En s’attaquant frontalement à la Chine, désormais désignée ennemie numéro 1 de l’économie américaine, le président Trump fait une fois de plus voler en éclats le consensus international. Historien spécialiste des États-Unis et directeur d’études à l’EHESS, Romain Huret revient sur les possibles effets de ce bras de fer sur une Europe où la tentation protectionniste semble plus forte que jamais.

Décideurs. S’engager dans une guerre commerciale avec la Chine constituait une promesse de campagne pour Donald Trump, quel en est l’objectif ?

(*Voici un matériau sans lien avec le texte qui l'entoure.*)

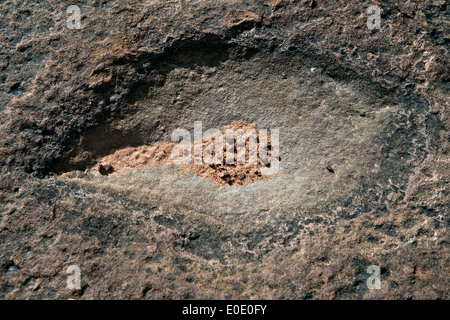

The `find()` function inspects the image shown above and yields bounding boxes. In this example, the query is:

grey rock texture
[0,0,450,299]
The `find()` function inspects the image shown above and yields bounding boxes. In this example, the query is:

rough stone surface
[0,0,450,299]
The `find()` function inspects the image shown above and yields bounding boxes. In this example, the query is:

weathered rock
[0,0,450,299]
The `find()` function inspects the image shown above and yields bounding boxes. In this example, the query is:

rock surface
[0,0,450,299]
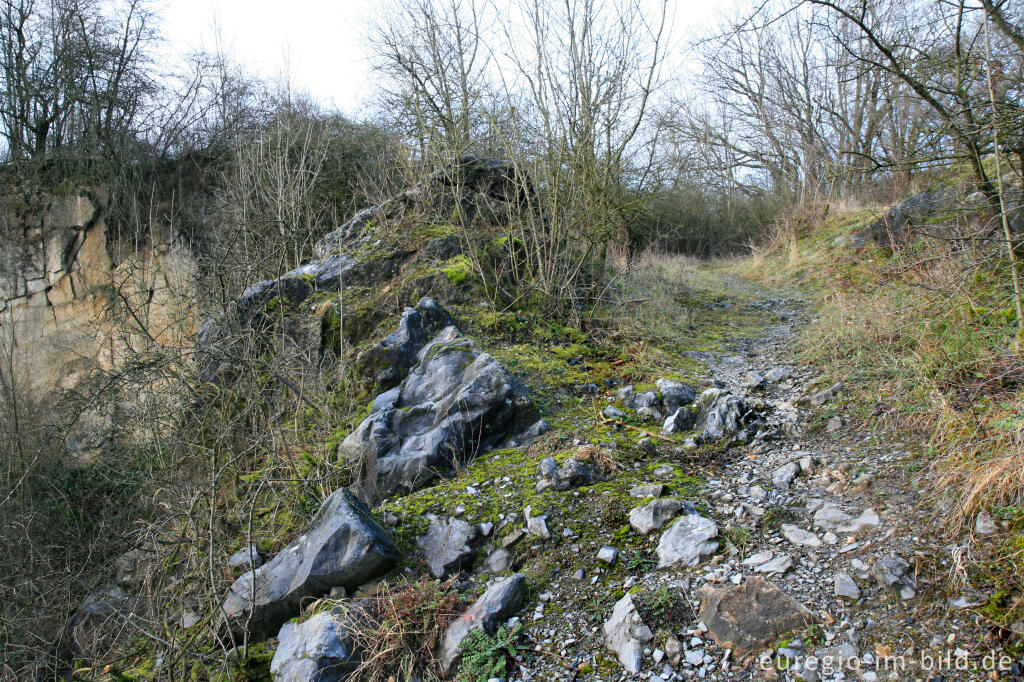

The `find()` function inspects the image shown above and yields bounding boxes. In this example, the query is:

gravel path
[514,284,1020,682]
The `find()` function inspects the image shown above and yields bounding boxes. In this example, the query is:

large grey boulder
[270,611,353,682]
[694,388,760,442]
[602,594,654,675]
[356,297,457,389]
[440,573,526,676]
[339,327,529,503]
[696,578,818,659]
[416,518,478,578]
[654,379,697,415]
[223,491,396,634]
[657,513,718,568]
[854,186,957,246]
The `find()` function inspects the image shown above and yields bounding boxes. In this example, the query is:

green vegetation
[456,625,522,682]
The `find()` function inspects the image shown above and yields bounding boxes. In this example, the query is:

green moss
[440,254,474,287]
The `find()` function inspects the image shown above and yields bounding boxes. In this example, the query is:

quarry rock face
[0,191,197,461]
[357,298,456,389]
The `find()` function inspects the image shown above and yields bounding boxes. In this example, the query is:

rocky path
[516,284,1007,682]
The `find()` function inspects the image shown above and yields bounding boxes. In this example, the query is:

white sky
[160,0,734,115]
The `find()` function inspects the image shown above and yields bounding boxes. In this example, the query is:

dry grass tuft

Romain Huret. Pour lui, la compétition internationale est faussée par des lois fiscales inéquitables qui mènent les entreprises américaines à délocaliser dans des pays à moindre coût alors que, pendant ce temps, les produits chinois inondent le marché domestique. Tout l’enjeu de ce bras de fer consiste donc à faire revenir les emplois sur le sol américain. En désignant la Chine comme la menace, Trump met un coup d’arrêt à la tradition libre-échangiste. Jusqu’à maintenant l’Amérique était fascinée par le potentiel de consommation de la Chine ; désormais c’est son potentiel de destruction qui est pointé.

Derrière ce bras de fer se trouve donc un enjeu de compétitivité ?

De compétitivité et de concurrence déloyale, oui. Ce que Trump dénonce c’est le jeu inégal qui se joue avec la Chine. Il veut rééquilibrer l’échange. Il faut savoir que, longtemps, les droits de douanes ont financé les États ; aux États-Unis c’était le cas jusqu’à ce qu’en 1913 apparaisse l’impôt sur le revenu. Trump a envie de revenir à ça. Et comme l’Organisation mondiale du commerce a montré qu’elle ne parvenait pas à réguler les échanges, alors il passe à l’offensive comme à son habitude : avec des décisions unilatérales.

Quelle peuvent être les conséquences de ces tensions en Europe ?

Si le bras de fer se poursuit entre les deux premières puissances mondiales, le risque de déstabilisation est élevé pour nous. En attendant, l’Europe est confrontée aux mêmes risques que ceux dénoncés par Trump pour les États-Unis : nous aussi on sacrifie notre appareil productif, on délocalise nos emplois, surtout ceux qui sont faiblement qualifiés et, finalement, on fragilise nos démocraties, comme le montre la crise des gilets jaunes.

Pour l’heure, quelle est la position européenne face à cette guerre commerciale ?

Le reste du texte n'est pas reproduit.